Patients referred by their rheumatologists will be enrolled in the program.
“If [they] have other medications they are taking, they don’t really need to sacrifice not buying these specific medicines, because their budgets are tight,” Dr. Emmanuel Perez, PRA’s past president, told reporters in a briefing in Pasig City last week.
Doctors would ensure that the enrolled patients would be able to take, at least once a day for a whole year, either allopurinol or febuxostat—generic names of the usual medicines that lower the uric acid level.
Painful swelling
Gout is caused by too much uric acid in the blood. When uric acid levels in the human blood are too high, the uric acid may form hard crystals in the joints, often around elbows, knees, or hands.
Patients with gout experience painful swelling in the affected joint—attacks that can happen frequently unless gout is treated. Over time, these gout attacks can harm a patient’s joints, tendons, and other tissues.
PRA said around 1.6 percent of the country’s population or around 1.8 million Filipinos, have gout.

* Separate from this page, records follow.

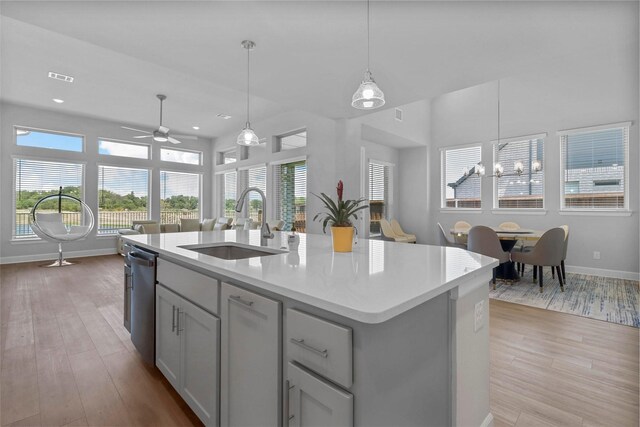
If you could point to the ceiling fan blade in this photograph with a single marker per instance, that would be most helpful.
(188, 137)
(135, 130)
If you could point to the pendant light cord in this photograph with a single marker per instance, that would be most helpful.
(248, 72)
(368, 39)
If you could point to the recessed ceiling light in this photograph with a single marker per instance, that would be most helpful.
(61, 77)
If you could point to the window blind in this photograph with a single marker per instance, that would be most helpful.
(379, 176)
(35, 179)
(594, 168)
(526, 189)
(179, 196)
(230, 186)
(257, 177)
(123, 196)
(460, 187)
(290, 184)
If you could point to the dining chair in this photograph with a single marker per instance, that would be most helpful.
(398, 231)
(442, 238)
(547, 252)
(461, 228)
(388, 234)
(484, 240)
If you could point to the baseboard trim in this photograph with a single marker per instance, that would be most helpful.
(603, 272)
(54, 255)
(488, 421)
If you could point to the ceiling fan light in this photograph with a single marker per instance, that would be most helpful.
(248, 137)
(368, 96)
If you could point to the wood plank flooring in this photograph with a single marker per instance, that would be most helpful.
(67, 359)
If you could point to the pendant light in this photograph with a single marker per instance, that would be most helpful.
(248, 137)
(368, 96)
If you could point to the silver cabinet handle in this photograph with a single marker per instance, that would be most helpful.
(287, 403)
(238, 299)
(173, 318)
(322, 353)
(178, 328)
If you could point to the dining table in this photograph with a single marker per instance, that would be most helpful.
(508, 239)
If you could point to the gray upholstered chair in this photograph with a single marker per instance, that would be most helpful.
(484, 240)
(462, 227)
(547, 252)
(442, 238)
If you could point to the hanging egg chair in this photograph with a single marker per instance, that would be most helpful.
(61, 218)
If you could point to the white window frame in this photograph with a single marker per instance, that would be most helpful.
(166, 147)
(524, 138)
(443, 178)
(55, 132)
(120, 141)
(35, 238)
(200, 183)
(116, 165)
(625, 211)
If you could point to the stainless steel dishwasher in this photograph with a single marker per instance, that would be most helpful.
(143, 302)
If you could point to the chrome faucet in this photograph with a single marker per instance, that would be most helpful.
(265, 231)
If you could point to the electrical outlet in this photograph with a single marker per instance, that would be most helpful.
(478, 316)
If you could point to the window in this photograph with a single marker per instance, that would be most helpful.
(379, 190)
(257, 178)
(291, 194)
(292, 141)
(179, 196)
(180, 156)
(35, 179)
(594, 167)
(230, 185)
(123, 196)
(123, 149)
(460, 184)
(522, 184)
(51, 140)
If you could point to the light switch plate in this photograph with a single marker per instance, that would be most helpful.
(478, 316)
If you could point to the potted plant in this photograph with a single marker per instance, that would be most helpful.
(338, 216)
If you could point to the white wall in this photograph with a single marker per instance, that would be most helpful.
(92, 129)
(596, 90)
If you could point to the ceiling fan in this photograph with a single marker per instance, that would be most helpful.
(162, 133)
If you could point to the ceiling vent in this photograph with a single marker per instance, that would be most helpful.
(61, 77)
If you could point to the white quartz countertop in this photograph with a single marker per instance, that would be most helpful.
(376, 282)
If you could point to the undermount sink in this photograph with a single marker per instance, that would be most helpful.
(232, 251)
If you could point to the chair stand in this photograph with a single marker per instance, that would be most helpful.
(60, 262)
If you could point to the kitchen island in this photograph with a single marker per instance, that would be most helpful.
(390, 334)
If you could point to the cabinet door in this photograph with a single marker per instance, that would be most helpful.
(250, 359)
(316, 403)
(167, 339)
(199, 335)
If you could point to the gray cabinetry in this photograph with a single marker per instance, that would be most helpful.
(250, 392)
(315, 402)
(187, 348)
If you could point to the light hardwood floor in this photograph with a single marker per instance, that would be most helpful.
(67, 359)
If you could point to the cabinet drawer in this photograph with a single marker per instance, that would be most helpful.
(197, 288)
(310, 401)
(322, 346)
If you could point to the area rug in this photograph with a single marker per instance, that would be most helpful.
(602, 298)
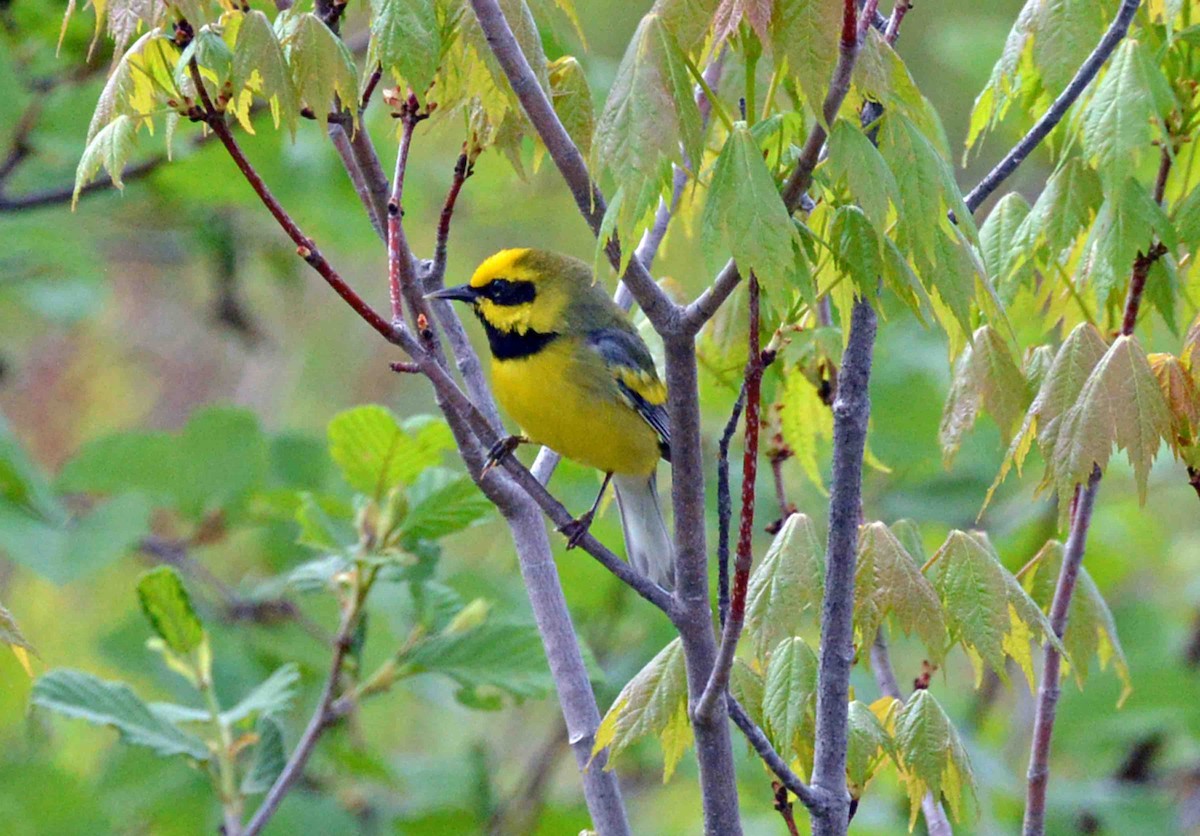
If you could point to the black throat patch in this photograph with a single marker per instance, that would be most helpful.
(513, 344)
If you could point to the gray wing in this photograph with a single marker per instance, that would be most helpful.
(624, 349)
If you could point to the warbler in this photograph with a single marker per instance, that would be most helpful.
(569, 367)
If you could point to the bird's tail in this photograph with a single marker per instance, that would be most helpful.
(647, 542)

People who are overweight, drink too much alcohol, or eat too much meat and fish high in chemicals called purines are at higher risk of gout.
Men are more likely to develop gout earlier, while women generally experience the onset of symptoms after menopause.
“The challenge with treating patients with gouty arthritis is to make sure we prevent them from progressing to the complicated aspect of that condition. Once the patients reach the chronic tophaceous gout phase, we now see kidney complications. That’s when we see repetitive consultations… and more frequent arthritis attacks,” Perez said.
“With this access to medicine project, they no longer need to worry about making gout their least priority, since we will make sure that their medicines are provided,” he said.